Hasan Raza, captain of Habib Bank Limited who won the QEA Trophy, has backed the use of floodlights and the orange ball for first-class games in Pakistan in the future. The QEA Trophy final between HBL and Pakistan International Airlines was played under lights at the National Stadium in Karachi, an unprecedented event for the first-class game in the country.
"It was a really good experience, all the boys really enjoyed themselves and I hope that this is not a one-off," Raza told Pakpassion.net. "I really do hope that this idea is continued for next season and further into the future.
"We started practicing with the orange ball and pink ball two days ahead of the match, so it gave us all an opportunity to adjust to the light and the colour of the ball. The PIA captain Kamran Sajid and I in discussion with our teams decided that the orange ball would be better and I really do hope that future matches in the Quaid-e-Azam Trophy are played under lights with the orange cricket ball."
Raza said that the experience was enjoyable, not just for the players but for the spectators as well. "The fans seemed to be having a good time watching the game and got behind the teams. I think if you asked the supporters they would definitely say they prefer day/night cricket compared with day cricket."
HBL regained the QEA trophy after 33 years and Raza, who scored an unbeaten 54 on the final day, attributed the result to the hard work put in by his team right through the season. "It's been a painstaking wait for all the guys involved with Habib Bank and we are all delighted and very proud of our achievements this season. We've played consistently well throughout the season and have beaten some very good teams during the course of the season."

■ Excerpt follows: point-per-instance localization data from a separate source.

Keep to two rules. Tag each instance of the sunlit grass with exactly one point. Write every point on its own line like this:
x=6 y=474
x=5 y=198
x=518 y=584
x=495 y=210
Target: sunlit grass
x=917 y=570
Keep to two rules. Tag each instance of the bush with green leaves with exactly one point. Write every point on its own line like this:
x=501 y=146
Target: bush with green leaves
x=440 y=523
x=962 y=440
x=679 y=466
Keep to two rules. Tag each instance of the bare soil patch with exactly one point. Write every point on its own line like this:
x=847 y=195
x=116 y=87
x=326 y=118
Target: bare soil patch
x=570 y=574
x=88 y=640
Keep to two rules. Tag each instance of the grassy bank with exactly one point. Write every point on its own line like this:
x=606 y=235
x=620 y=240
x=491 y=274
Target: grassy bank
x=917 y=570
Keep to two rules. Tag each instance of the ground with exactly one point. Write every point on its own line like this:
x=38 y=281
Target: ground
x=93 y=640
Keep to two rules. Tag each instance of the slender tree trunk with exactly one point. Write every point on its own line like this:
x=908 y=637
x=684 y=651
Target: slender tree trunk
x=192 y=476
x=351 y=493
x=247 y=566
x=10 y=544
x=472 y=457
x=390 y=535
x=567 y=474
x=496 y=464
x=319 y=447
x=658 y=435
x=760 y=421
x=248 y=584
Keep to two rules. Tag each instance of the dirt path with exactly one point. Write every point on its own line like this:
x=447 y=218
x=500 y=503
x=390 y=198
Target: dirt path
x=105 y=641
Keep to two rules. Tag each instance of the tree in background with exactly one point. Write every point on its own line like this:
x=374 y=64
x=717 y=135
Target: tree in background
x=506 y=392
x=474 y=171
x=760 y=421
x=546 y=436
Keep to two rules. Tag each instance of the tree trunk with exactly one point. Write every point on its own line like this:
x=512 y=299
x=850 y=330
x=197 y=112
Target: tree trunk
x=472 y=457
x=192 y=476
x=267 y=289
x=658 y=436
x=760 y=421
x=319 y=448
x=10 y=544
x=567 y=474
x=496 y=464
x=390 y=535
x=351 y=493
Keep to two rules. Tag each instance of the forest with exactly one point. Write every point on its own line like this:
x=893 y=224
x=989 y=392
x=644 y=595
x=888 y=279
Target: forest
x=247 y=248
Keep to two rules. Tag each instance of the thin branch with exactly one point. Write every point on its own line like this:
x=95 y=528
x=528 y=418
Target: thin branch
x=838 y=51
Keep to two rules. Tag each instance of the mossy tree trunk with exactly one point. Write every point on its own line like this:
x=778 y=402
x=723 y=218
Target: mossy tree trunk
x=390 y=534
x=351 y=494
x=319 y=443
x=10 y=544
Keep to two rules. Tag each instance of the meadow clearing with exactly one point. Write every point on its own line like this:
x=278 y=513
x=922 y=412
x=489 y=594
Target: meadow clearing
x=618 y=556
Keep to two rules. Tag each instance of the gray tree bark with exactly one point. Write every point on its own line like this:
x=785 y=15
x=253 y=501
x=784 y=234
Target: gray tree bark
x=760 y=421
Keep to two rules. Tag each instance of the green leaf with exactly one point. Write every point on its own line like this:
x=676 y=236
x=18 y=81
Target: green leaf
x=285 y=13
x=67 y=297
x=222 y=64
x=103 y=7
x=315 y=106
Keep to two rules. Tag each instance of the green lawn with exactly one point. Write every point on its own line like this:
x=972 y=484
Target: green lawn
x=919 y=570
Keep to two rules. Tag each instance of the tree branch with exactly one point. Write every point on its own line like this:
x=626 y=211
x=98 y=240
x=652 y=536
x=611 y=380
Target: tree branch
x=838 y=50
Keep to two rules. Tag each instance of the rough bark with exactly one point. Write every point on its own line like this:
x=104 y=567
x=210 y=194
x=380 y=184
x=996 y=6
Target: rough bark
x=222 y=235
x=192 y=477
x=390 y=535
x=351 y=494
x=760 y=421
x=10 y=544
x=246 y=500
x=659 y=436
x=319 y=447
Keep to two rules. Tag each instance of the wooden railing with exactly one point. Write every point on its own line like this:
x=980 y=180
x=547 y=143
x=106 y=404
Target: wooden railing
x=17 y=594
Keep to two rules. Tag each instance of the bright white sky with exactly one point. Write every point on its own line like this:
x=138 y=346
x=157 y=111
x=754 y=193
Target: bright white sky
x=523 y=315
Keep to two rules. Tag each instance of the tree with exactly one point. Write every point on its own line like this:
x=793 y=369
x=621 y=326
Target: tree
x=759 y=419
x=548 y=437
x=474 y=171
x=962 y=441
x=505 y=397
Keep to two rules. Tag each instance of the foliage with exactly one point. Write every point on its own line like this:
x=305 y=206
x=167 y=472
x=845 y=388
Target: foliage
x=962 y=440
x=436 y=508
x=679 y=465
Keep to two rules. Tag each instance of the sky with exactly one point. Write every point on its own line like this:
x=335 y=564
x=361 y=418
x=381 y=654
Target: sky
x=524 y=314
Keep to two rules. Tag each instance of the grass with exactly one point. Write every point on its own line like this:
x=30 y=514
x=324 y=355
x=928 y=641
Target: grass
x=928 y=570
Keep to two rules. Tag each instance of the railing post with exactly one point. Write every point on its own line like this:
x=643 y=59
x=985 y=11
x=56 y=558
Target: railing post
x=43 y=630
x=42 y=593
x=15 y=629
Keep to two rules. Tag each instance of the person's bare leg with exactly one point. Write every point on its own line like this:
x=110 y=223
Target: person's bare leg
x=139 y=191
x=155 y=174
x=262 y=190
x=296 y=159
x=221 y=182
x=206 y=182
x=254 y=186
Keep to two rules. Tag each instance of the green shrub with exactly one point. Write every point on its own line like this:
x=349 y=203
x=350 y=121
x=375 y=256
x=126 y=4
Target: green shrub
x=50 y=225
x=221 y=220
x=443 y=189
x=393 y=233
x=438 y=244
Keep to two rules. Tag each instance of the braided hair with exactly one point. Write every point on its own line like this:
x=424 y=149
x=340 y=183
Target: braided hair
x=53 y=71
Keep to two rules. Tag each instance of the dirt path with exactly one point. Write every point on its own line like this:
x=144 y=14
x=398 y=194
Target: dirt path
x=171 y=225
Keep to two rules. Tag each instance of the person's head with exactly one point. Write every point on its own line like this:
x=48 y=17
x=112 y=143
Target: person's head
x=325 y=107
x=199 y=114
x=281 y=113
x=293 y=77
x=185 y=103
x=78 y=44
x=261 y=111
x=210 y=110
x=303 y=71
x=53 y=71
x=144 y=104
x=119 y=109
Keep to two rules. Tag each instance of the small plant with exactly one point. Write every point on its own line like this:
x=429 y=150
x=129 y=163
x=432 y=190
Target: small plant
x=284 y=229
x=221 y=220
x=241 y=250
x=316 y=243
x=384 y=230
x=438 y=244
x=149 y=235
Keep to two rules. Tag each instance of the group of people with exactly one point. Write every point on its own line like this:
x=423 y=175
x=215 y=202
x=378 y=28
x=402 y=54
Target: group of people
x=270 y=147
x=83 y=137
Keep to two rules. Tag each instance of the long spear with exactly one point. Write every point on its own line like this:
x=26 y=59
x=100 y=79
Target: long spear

The QEA tournament is currently played with two divisions and departmental sides and regional teams are spread across both divisions. Raza, however, felt that the format needed to be changed for the next season. "Departments should play against departments and the regional sides should play among one another. The departmental sides play the most competitive cricket and generally produce the best players. I think it would benefit the national side also if the format was altered where department teams and regional teams are kept apart, as the most talented players but be visible in the first division and playing for the departmental sides."
The final was marred by controversy as four players were fined a total of nearly $2,000 for ball tampering, slow over-rates and use of abusive language during the game. The trigger was believed to be poor umpiring but Raza chose to downplay the incidents. "Both umpires are experienced guys and decisions went for and against both teams," Raza said. "We got some poor decisions and also some in our favour. And you just have to accept them and get on with the game. There was a lot of sledging but it is all part of the game and shouldn't be taken personally. It was an intense match with a lot at stake and both sets of players were striving to win."
Raza, who made his Test debut for Pakistan at the age of 14, has played seven Tests and 16 ODIs. He last played for Pakistan in 2005, but has been a consistent performer on the domestic circuit, having recently gone past 12,000 first-class runs. Raza said he was hopeful of making a comeback to the national side, along the lines of Pakistan's current Test captain Misbah-ul-Haq. "I'm a much more responsible individual now and have had the responsibility of captaincy with me for the past few years.
"I've been a consistent performer in domestic cricket and I look at Misbah ul Haq's example as someone who can make a strong comeback into test cricket. I have faith in my ability and know for sure that I can do a job for Pakistan."